Tuesday, June 9, 2009

NISO Assessment and Performance Measures Meeting June 1, 2009 Baltimore.

There were a number of really good speakers that day. Here are some highlights from key points from my perspective.

From Steve Hiller - UWashington
We live in a competitive world. Even in academe there is competition. Key questions we need to ask ourselves:
  • What do we need to know about our customers to succeed?
  • What do our stakeholders need to know?
  • How do we measure our services, programs, resources to fill our customers needs and stakeholders expectations?
Libraries have generally collected performance measures in an input/output format (number of checkouts, gate count, number of volumes held, etc.). While these measures are generally easy to document they do not provide real outcome measures. They do not measure value or quality. They do not necessarily measure what is important to either your customers or your stakeholders. We need to be measuring what difference we make to our patrons, to the university, and the research process.

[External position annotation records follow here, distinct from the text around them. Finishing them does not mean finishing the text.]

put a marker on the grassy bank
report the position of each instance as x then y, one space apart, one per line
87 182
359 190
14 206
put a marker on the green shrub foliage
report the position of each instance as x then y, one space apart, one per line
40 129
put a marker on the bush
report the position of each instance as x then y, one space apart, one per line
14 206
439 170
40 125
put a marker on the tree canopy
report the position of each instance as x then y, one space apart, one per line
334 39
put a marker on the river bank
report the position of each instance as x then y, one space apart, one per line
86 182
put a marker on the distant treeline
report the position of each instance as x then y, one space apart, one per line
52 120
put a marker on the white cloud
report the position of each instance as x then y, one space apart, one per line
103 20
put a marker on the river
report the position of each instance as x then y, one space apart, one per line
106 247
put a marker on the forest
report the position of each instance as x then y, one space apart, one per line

Back to competition. If you take the libraries budget - say $25M over ten years that is a quarter of a billion dollars. What kind of return did the university get on that investment? What other things could it have invested in that it didn't?

As an organization we need to be measuring:
  • Libraries contribution to teaching and research
  • The value of the library to the community
  • Changes in library use and what that means to the community
  • Our organizational effectiveness
  • Our collaborations
We have to keep asking are we measuring stuff that is easy to measure or important to measure?

Ideas for new metrics:
  • Uniqueness of collections
  • Value of consortia
  • Efficiencies of administration and budget
  • ROI
  • Data access, organization, and preservation
  • Contribution to faculty research
  • Generating new knowledge
  • Student outcomes and student learning
From Susan Gibbon's URochester
  • Libraries glorious past as the "heart" of the campus is not our future.
  • For the library, there are competing interest at the university level and we need to be articulating the value we are providing.
  • We need both qualitative and quantitative data.
  • The largeness of the collection does not equal its effectiveness or how it makes a difference.
  • Assessment is a shared responsibility throughout the organization. We need to build a culture that values assessment and is customer centric. Assessment has to be local.
  • By the time something is a trend we are too late.
  • They actually walk around occasionally and document how stuff is being used.
  • They have inserted the library into a number of "non-library" areas. The library is part of the writing program and is part of Student Services where librarians become advisers.
URocherster libraries recently completed a two year study on their graduate students and how they went about becoming the next generation of scholars through their dissertation process. Their report is in their IR.